Researchers develop programmable circular nucleic acid assembly platform
From mRNA vaccines to siRNA drugs, from gene editing to protein replacement therapy, nucleic acid drugs, with their programmability and precise control capabilities, have become a new direction in the field of new drug development. However, due to rapid clearance, off-target accumulation, and low cellular uptake efficiency, delivering nucleic acid drugs systemically to tissues outside the liver still faces challenges.
Recently, the Hangzhou Institute of Medical Sciences, Chinese Academy of Sciences, reported a programmable assembly platform called the Circular Functional Molecular Torch (o-FLARE). This platform can assemble various functional nucleic acid modules onto a circular single-stranded DNA template, providing a novel solution for tumor-targeted delivery of nucleic acid drugs.
This platform, based on ligase-mediated DNA template polymerization technology, hybridizes nucleic acid aptamers, oncogene silencing oligonucleotides, CpG motifs, and drug conjugate codons onto a circular template, forming a stable closed-loop structure with a defined composition and valence state. This platform exhibits a "flare" structure, is uniform in size, and possesses extremely high stability, allowing it to persist persistently in serum and achieve precise targeting.
The study loaded chemotherapy drugs with a STING agonist onto this platform. Upon entering the tumor, the chemotherapy drugs directly killed cancer cells and induced immunogenic cell death, while the STING agonist activated innate immunity. This indicates that combining immune checkpoint inhibitors can synergistically promote T-cell responses and provide long-term tumor suppression.

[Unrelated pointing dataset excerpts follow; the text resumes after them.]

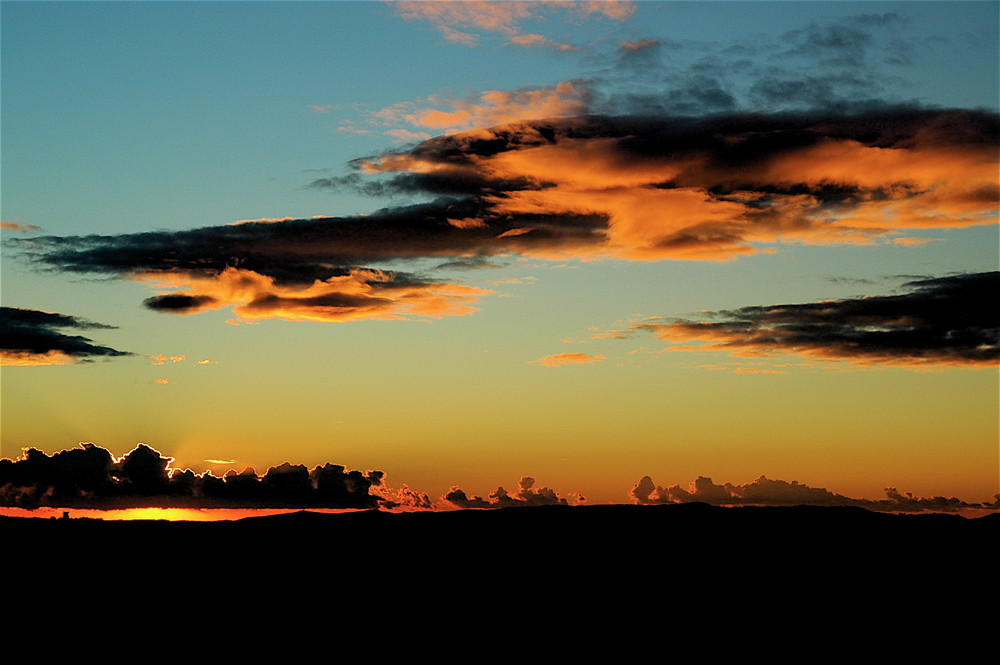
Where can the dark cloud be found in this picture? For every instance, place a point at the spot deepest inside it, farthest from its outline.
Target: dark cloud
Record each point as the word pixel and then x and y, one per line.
pixel 526 495
pixel 178 302
pixel 710 187
pixel 34 337
pixel 90 476
pixel 767 492
pixel 940 321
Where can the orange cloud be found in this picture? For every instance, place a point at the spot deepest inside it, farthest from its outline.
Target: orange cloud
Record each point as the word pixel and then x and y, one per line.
pixel 713 193
pixel 15 358
pixel 563 359
pixel 15 226
pixel 492 107
pixel 361 294
pixel 454 19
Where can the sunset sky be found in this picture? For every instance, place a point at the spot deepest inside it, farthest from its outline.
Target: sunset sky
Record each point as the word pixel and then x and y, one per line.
pixel 467 242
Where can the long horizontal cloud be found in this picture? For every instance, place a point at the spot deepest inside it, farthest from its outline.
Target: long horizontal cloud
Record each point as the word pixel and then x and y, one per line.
pixel 34 337
pixel 940 321
pixel 716 187
pixel 597 187
pixel 767 492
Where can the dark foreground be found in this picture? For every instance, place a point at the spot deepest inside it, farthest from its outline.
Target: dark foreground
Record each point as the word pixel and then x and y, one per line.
pixel 595 574
pixel 796 563
pixel 654 538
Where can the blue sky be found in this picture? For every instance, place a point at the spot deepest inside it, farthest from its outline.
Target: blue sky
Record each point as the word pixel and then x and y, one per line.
pixel 131 117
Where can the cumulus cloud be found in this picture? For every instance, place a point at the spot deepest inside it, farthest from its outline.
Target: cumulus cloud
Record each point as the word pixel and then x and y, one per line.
pixel 526 495
pixel 34 337
pixel 940 321
pixel 90 476
pixel 767 492
pixel 563 359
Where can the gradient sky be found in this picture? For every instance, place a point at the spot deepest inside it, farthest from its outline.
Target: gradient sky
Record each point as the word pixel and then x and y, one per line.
pixel 552 314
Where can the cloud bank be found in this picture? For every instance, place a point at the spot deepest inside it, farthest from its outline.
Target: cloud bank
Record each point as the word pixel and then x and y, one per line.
pixel 766 492
pixel 34 337
pixel 89 476
pixel 940 321
pixel 594 187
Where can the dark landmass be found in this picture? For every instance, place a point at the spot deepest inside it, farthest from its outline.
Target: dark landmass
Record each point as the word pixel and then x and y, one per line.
pixel 661 570
pixel 610 535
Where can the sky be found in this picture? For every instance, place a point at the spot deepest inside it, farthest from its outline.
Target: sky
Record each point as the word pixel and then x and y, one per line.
pixel 468 243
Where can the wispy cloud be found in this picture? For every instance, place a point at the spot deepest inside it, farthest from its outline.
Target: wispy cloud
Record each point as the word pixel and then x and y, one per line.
pixel 563 359
pixel 710 188
pixel 457 19
pixel 12 225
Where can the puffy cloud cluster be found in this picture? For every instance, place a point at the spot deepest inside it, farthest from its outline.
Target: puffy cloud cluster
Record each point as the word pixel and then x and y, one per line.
pixel 526 495
pixel 767 492
pixel 89 476
pixel 34 337
pixel 941 321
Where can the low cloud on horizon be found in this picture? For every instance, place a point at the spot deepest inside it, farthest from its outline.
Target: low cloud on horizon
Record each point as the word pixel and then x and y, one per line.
pixel 89 476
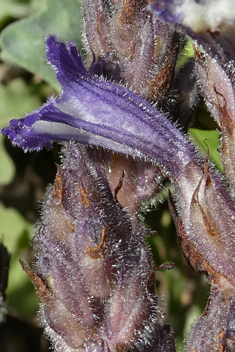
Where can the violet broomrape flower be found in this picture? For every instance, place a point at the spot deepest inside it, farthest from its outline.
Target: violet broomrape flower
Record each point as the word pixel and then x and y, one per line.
pixel 94 111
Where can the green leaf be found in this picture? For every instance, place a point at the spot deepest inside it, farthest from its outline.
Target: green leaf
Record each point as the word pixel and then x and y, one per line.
pixel 208 141
pixel 23 42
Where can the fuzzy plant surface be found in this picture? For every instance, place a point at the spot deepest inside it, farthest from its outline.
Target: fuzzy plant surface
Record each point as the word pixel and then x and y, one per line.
pixel 93 272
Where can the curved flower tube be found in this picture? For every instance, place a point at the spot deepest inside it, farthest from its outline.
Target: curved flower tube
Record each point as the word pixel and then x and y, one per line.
pixel 94 111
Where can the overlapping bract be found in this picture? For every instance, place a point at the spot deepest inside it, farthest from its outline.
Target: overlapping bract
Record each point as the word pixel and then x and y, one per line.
pixel 103 113
pixel 93 273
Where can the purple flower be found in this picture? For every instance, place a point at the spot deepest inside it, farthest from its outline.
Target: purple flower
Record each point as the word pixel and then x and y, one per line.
pixel 94 111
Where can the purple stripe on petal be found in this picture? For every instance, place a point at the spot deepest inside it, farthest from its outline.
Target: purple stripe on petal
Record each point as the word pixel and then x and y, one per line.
pixel 94 111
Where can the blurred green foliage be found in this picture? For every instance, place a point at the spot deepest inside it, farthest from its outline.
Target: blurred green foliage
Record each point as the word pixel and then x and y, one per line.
pixel 23 26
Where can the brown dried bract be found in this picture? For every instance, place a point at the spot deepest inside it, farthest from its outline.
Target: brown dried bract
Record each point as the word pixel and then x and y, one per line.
pixel 98 251
pixel 84 198
pixel 41 287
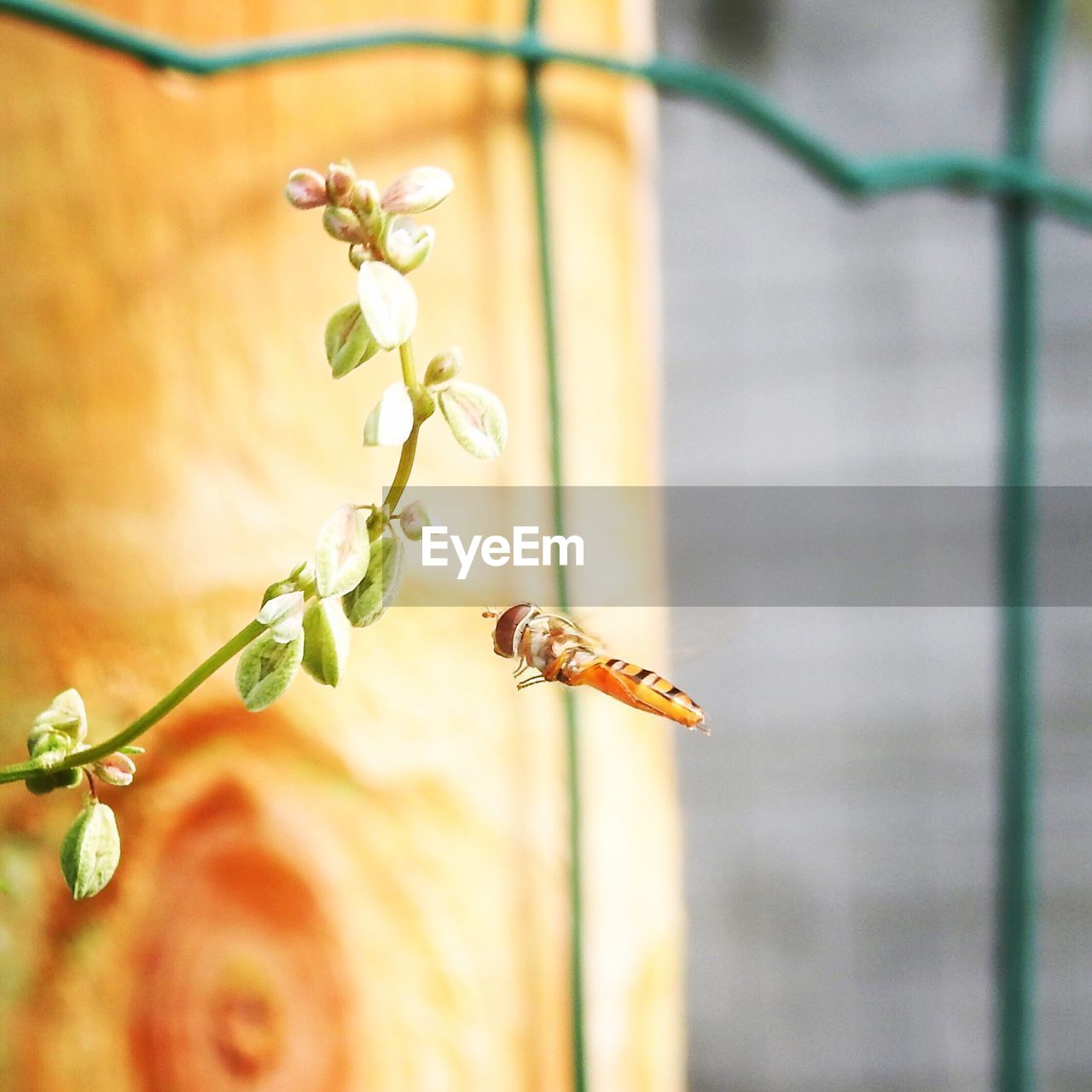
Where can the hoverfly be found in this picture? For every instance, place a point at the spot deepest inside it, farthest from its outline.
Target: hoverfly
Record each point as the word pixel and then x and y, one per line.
pixel 560 651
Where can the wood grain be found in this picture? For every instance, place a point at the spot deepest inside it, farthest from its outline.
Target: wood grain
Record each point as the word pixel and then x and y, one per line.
pixel 362 889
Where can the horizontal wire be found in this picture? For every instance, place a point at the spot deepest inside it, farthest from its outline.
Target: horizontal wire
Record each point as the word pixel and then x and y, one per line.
pixel 958 171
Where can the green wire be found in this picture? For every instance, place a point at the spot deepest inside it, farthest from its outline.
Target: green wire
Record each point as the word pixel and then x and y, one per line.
pixel 537 131
pixel 1014 1048
pixel 958 171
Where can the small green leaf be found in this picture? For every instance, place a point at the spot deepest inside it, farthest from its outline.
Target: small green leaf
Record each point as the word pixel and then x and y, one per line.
pixel 370 599
pixel 342 224
pixel 326 640
pixel 476 418
pixel 342 552
pixel 388 303
pixel 90 851
pixel 42 783
pixel 265 670
pixel 348 340
pixel 391 420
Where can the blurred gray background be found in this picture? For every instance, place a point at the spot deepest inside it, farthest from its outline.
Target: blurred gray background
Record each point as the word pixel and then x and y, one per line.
pixel 839 826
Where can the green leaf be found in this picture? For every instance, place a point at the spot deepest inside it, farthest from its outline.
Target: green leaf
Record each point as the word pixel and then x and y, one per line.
pixel 265 670
pixel 388 303
pixel 391 420
pixel 348 340
pixel 326 640
pixel 90 851
pixel 42 783
pixel 370 599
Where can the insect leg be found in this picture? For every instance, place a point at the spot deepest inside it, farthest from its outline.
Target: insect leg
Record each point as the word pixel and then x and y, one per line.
pixel 526 682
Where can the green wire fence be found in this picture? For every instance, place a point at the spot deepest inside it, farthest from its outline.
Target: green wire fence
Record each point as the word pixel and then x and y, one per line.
pixel 1020 188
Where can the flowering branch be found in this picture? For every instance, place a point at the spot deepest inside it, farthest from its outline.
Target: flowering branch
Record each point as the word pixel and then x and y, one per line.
pixel 306 619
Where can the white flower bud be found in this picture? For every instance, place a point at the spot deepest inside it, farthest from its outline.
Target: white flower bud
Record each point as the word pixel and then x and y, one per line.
pixel 341 179
pixel 284 615
pixel 66 714
pixel 116 769
pixel 417 190
pixel 342 225
pixel 90 851
pixel 265 670
pixel 444 367
pixel 408 247
pixel 389 304
pixel 391 421
pixel 341 552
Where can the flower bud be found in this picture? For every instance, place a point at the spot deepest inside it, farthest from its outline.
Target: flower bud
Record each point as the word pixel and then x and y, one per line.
pixel 388 301
pixel 303 577
pixel 284 616
pixel 265 670
pixel 48 744
pixel 408 248
pixel 391 420
pixel 444 367
pixel 414 519
pixel 348 341
pixel 116 769
pixel 326 640
pixel 90 851
pixel 424 404
pixel 341 179
pixel 342 224
pixel 370 599
pixel 417 190
pixel 366 197
pixel 66 714
pixel 342 550
pixel 476 418
pixel 306 189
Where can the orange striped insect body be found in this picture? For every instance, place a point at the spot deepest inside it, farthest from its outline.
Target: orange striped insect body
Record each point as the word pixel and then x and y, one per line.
pixel 557 650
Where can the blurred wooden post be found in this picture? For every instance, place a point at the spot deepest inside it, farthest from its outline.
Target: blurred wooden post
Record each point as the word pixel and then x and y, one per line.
pixel 362 889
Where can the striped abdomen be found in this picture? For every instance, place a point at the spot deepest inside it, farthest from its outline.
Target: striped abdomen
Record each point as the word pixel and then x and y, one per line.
pixel 638 687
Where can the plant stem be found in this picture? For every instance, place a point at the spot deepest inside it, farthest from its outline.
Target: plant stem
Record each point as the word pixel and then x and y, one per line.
pixel 409 449
pixel 23 770
pixel 409 371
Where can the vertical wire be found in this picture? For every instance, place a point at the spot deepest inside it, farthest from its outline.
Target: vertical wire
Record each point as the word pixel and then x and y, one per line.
pixel 537 131
pixel 1036 32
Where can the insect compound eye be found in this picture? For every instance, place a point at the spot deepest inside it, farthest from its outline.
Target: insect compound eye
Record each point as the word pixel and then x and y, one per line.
pixel 503 634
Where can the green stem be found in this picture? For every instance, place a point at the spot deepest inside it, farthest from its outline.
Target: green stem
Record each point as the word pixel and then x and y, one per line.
pixel 410 448
pixel 409 371
pixel 23 770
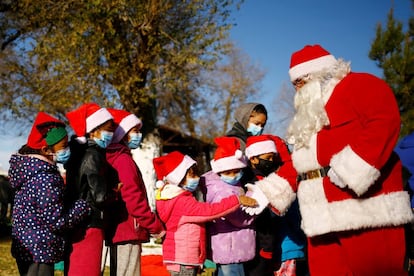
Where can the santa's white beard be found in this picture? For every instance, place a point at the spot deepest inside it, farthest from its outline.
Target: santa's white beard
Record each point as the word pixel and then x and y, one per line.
pixel 310 114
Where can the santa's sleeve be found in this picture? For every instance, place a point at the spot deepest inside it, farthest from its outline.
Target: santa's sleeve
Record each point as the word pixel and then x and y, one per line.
pixel 359 163
pixel 280 187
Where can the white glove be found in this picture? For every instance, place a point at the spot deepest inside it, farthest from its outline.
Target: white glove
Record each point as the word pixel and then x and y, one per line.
pixel 262 201
pixel 335 179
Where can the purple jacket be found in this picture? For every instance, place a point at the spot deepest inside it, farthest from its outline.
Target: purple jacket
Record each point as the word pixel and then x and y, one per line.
pixel 232 237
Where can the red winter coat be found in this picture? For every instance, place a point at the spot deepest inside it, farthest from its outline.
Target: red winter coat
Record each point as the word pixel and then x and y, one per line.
pixel 185 217
pixel 137 220
pixel 358 146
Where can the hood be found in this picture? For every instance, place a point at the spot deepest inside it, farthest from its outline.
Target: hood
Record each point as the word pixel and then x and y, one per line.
pixel 113 151
pixel 25 167
pixel 243 112
pixel 407 141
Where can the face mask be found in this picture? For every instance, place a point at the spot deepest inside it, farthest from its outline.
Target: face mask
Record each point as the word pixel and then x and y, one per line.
pixel 105 140
pixel 254 129
pixel 191 184
pixel 266 166
pixel 134 140
pixel 232 180
pixel 62 156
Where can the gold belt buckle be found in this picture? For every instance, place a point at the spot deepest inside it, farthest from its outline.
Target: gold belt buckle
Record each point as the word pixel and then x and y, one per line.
pixel 313 174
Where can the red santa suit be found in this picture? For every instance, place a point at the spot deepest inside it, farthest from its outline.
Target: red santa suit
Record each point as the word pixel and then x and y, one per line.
pixel 356 228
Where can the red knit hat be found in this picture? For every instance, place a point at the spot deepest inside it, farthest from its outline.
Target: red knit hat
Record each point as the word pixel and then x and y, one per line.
pixel 86 118
pixel 124 121
pixel 228 155
pixel 261 144
pixel 310 59
pixel 41 126
pixel 172 167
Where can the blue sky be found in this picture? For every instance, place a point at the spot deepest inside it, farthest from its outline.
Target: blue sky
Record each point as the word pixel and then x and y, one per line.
pixel 269 31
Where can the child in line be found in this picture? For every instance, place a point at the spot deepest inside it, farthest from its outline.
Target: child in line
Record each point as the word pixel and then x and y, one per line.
pixel 39 218
pixel 232 237
pixel 131 219
pixel 250 120
pixel 184 247
pixel 87 178
pixel 275 234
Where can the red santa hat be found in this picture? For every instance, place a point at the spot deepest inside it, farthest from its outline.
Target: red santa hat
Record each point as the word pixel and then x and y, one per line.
pixel 228 155
pixel 124 121
pixel 261 144
pixel 42 125
pixel 86 118
pixel 310 59
pixel 172 167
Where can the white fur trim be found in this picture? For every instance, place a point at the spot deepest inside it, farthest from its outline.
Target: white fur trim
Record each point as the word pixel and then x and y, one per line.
pixel 97 118
pixel 278 191
pixel 125 125
pixel 320 216
pixel 305 158
pixel 259 148
pixel 81 139
pixel 227 163
pixel 178 174
pixel 354 171
pixel 311 66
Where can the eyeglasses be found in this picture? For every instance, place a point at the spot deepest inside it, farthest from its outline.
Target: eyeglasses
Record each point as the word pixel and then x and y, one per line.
pixel 299 82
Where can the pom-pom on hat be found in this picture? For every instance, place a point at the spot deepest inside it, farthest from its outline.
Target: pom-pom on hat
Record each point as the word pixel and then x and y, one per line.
pixel 228 155
pixel 310 59
pixel 124 121
pixel 261 144
pixel 86 118
pixel 172 167
pixel 46 130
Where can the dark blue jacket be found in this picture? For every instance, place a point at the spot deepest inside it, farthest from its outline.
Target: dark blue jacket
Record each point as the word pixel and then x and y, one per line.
pixel 38 220
pixel 405 150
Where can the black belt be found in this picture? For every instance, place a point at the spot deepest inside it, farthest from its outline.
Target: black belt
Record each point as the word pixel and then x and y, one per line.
pixel 322 172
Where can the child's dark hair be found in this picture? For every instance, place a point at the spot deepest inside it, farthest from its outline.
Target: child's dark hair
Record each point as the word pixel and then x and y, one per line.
pixel 260 109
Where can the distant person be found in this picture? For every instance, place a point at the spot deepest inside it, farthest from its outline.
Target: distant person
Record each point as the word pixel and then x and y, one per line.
pixel 232 237
pixel 130 218
pixel 351 197
pixel 184 247
pixel 280 243
pixel 250 120
pixel 39 220
pixel 87 178
pixel 405 150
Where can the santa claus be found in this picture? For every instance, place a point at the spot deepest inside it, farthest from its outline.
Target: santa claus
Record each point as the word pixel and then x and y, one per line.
pixel 349 186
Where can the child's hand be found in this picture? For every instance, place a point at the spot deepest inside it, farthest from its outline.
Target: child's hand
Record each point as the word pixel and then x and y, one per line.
pixel 247 201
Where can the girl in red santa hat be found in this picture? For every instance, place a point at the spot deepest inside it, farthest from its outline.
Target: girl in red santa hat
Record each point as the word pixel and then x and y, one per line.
pixel 184 247
pixel 39 219
pixel 87 178
pixel 131 219
pixel 232 237
pixel 350 191
pixel 280 243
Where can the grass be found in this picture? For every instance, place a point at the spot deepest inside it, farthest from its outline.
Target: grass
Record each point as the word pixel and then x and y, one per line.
pixel 8 263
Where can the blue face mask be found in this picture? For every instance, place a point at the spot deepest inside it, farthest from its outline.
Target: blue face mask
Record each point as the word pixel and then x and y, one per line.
pixel 191 184
pixel 134 140
pixel 232 180
pixel 254 129
pixel 105 140
pixel 63 155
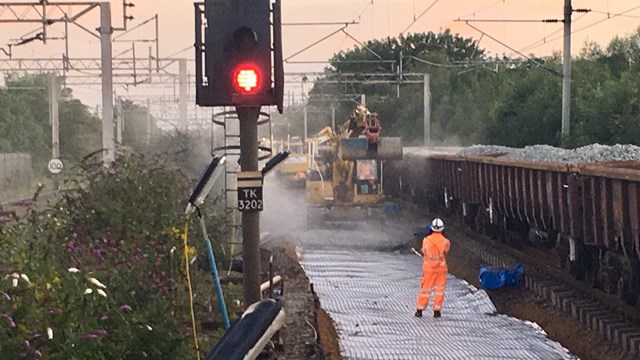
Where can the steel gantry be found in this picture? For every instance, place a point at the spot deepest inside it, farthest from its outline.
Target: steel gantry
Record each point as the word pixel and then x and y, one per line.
pixel 46 13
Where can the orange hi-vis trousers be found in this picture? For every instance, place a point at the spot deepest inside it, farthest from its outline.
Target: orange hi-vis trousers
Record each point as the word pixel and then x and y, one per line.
pixel 435 281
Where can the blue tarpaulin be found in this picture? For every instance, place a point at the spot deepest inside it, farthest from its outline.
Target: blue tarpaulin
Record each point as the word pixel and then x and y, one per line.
pixel 492 278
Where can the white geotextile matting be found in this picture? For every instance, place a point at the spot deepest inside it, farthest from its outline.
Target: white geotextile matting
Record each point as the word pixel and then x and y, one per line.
pixel 371 297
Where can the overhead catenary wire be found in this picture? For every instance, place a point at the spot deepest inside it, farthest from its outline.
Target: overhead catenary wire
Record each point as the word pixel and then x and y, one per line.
pixel 481 10
pixel 516 51
pixel 415 19
pixel 586 26
pixel 546 39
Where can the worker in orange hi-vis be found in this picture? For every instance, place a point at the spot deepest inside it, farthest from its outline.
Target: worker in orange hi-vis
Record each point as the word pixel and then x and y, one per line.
pixel 434 269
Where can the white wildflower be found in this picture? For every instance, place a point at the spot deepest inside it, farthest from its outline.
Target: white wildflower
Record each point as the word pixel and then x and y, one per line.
pixel 25 278
pixel 97 283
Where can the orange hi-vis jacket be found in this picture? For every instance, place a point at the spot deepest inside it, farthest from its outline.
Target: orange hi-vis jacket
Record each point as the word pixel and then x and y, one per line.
pixel 434 251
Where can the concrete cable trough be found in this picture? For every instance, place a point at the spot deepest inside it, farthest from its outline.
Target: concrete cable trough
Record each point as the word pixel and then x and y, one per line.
pixel 371 297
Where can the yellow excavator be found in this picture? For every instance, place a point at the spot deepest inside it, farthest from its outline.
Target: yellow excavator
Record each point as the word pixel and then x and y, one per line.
pixel 345 170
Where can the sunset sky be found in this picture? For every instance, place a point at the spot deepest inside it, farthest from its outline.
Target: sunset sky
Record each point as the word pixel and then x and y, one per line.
pixel 377 19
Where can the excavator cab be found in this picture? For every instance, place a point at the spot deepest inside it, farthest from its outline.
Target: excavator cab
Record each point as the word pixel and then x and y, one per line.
pixel 345 175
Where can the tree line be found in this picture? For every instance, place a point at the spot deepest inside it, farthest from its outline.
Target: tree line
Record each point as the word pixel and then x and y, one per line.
pixel 25 125
pixel 477 99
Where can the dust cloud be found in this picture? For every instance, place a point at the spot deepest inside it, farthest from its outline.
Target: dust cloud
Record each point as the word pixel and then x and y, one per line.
pixel 285 217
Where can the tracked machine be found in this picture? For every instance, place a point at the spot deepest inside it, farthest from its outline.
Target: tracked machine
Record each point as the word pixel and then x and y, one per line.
pixel 344 178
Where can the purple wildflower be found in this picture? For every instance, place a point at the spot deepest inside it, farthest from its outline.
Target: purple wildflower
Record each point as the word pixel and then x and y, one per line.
pixel 10 322
pixel 90 336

This study constructed a cyclic multivalent CpG adjuvant based on a CD16-targeting aptamer, selectively targeting dendritic cells and macrophages in lymph nodes and efficiently activating the TLR9 pathway. In a melanoma model, this adjuvant enhanced the infiltration and killing function of CD8 + T cells, reversing the "cold tumor" microenvironment into a "hot tumor."
Targeting the KRAS oncogene, a frequently mutated oncogene in pancreatic cancer, this study screened and obtained oncogene silencing oligonucleotide sequences. The aptamers and oncogene silencing oligonucleotides were then assembled onto o-FLARE, allowing for efficient uptake by tumor cells without any transfection reagents. This system can achieve efficient KRAS gene silencing and inhibit tumor growth.
This platform can be further assembled with diverse structural and functional components, forming a new paradigm for "plug-and-play" nucleic acid drug engineering, and is expected to provide a universal platform for nucleic acid drug development.